Someone enroll this guy in Intro to Public Heath
WUPR’s very own Steven Perlberg recently blogged about the inconsistency of Republican Presidential nominee Mitt Romney’s recent comment about emergency health care with his past stance, when he was Governor of Massachusetts. Just to refresh your mind, here’s the matter at hand:
Romney: Well, we do provide care for people who don’t have insurance, people– we– if someone has a heart attack, they don’t sit in their apartment and die. We pick them up in an ambulance, and take them to the hospital, and give them care. And different states have different ways of providing for that care.
As a student of Public Health, this is infuriating to me on so many different levels.
The United States spends tens of billions of dollars on emergency care–tens of billions which could improve many more lives if even a fraction of that went into preventative care.
By resigning some uninsured, mortally obese guy to poor health and a restricted, shitty life until he has a heart attack, we’re causing unnecessary, immense suffering both before and after he’s rushed to the emergency room. Instead of managing his obesity early on so that he could have a productive rest of his life, his life is even shittier because he’s not allowed to climb stairs after his heart attack.
This is not just a hypothetical: a myriad of studies show that uninsured, poor patients chose to hold out and suffer from their ailments as long as they can because they simply can’t afford the bills. Then they show up in the emergency room with freaky cases out of a medical texbook, or Mitt Romney picks them up in his delusional ambulance. Then he slaps them in the face either financial ruin, or he feels nice that day so the million-dollar open heart surgery goes on the Medicaid tab.
The most damaging result of Mitt Romney’s comment is that it propagates a common American misconception of how health care works. Contrary to popular belief and what you see on prime time television programming like House, only a fraction of the lives that are “saved” or total health care that is delivered are in emergency rooms.
The real work happens behind the scenes, when a primary care physician catches cancer on a yearly routine exam that insurance covers. Or even more behind the scenes (I just have to make the public health plug), when you don’t get food poisoning because that unhygienic E. Coli-loaded jalapeno pepper doesn’t reach your plate, or your sorry texting-while-driving ass doesn’t go flying out the windshield because evil-big-brother government requires all cars to be sold in the United States with seat belts.
Of course, I don’t mean to belittle the effort of America’s emergency room doctors. But they are already taxed beyond belief, working inhuman hours. The last thing they need is more uninsured patients coming in simply because they were ignored until then.

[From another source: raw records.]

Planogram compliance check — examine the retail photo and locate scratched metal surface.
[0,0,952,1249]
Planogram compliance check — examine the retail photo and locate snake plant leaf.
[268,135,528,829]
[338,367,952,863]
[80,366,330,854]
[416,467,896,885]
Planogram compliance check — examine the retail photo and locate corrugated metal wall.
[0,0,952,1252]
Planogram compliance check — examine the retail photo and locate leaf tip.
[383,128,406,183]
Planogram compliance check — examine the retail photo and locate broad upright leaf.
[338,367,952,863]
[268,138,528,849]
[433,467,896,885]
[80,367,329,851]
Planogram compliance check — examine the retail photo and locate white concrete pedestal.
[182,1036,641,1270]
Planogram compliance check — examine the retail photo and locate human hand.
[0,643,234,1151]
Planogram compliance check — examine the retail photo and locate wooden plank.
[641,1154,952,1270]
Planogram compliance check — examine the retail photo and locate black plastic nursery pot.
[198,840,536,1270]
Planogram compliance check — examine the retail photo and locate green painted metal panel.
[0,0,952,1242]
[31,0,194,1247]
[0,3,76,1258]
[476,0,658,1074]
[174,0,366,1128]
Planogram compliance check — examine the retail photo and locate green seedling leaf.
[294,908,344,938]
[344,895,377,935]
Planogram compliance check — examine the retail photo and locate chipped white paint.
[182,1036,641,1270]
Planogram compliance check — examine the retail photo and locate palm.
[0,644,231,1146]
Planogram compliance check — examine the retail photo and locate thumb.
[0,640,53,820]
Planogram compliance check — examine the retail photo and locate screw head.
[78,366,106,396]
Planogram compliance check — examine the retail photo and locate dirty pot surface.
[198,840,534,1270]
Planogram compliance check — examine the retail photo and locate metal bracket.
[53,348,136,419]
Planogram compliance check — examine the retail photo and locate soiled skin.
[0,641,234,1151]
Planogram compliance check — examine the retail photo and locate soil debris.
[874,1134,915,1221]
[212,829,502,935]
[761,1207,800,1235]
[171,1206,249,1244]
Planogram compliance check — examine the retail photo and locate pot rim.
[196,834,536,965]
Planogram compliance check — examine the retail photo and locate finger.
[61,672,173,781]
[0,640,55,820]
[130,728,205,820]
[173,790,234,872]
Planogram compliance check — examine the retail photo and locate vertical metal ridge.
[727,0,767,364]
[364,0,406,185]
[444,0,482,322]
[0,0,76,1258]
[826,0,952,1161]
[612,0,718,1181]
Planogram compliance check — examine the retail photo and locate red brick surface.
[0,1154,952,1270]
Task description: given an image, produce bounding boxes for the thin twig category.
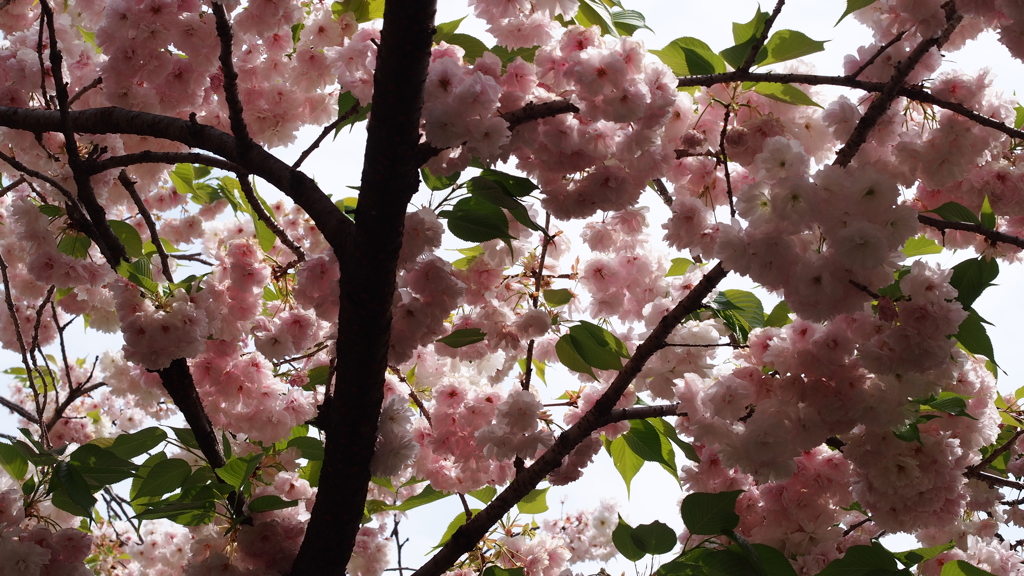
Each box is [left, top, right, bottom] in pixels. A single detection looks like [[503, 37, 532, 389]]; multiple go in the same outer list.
[[737, 0, 785, 71], [238, 172, 306, 262], [292, 104, 361, 170], [0, 175, 29, 198], [89, 150, 243, 174], [833, 0, 964, 168], [848, 30, 906, 78], [718, 104, 736, 218], [918, 214, 1024, 248], [68, 76, 103, 106], [118, 169, 174, 284]]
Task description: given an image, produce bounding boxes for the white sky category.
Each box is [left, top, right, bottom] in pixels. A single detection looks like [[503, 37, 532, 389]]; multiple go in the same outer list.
[[0, 0, 1024, 574]]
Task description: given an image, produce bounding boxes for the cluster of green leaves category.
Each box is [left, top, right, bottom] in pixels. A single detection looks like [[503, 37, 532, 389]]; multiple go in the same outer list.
[[0, 426, 324, 526], [430, 168, 547, 251], [602, 418, 700, 493], [651, 7, 825, 108], [634, 490, 989, 576]]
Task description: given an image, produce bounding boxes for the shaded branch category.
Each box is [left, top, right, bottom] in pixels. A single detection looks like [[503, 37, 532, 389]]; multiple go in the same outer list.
[[68, 76, 103, 106], [677, 72, 1024, 142], [292, 105, 372, 170], [414, 263, 728, 576], [0, 107, 353, 254], [607, 402, 686, 424], [833, 0, 964, 168], [733, 0, 785, 71], [156, 358, 226, 469], [416, 98, 580, 166], [918, 214, 1024, 249], [88, 150, 242, 174], [849, 30, 906, 78], [118, 170, 174, 284]]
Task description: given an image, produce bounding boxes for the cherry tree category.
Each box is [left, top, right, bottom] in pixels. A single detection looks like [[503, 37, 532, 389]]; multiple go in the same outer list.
[[0, 0, 1024, 576]]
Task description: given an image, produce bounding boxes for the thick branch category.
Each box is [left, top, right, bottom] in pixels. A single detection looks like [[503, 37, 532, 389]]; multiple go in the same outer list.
[[677, 72, 1024, 142], [157, 358, 225, 468], [292, 0, 436, 576], [834, 1, 964, 168], [413, 263, 728, 576], [918, 214, 1024, 248], [0, 107, 352, 253]]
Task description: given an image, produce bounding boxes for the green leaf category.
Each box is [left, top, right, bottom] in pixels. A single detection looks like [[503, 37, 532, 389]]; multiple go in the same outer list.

Mitt Romney’s comments come at an especially inopportune time for health in America. Obesity and its closely related disease, diabetes, are reaching epidemic proportions in the United States. 30% of the American population, and pushing on 35% nowadays, are obese. Such ailments, called chronic illnesses, are long-term–meaning they need to be managed over lifespans. In most cases, with a little applied health knowledge and a good supply of appropriate food and insulin, diabetes can be managed with minimal life impact. That’s if you have insurance to cover it. If not, well people, that’s why we have the emergency room so people can get all their diabetes-induced-sepsis-infected feet amputated. Wait, what?
Emergency care is called that, and not The Dumping Ground for All Your Problems Because you Didn’t Want to Deal With it, because it is not a safety net. It’s a last resort. As has been said before, and will surely be said again, Mitt Romney doesn’t get it.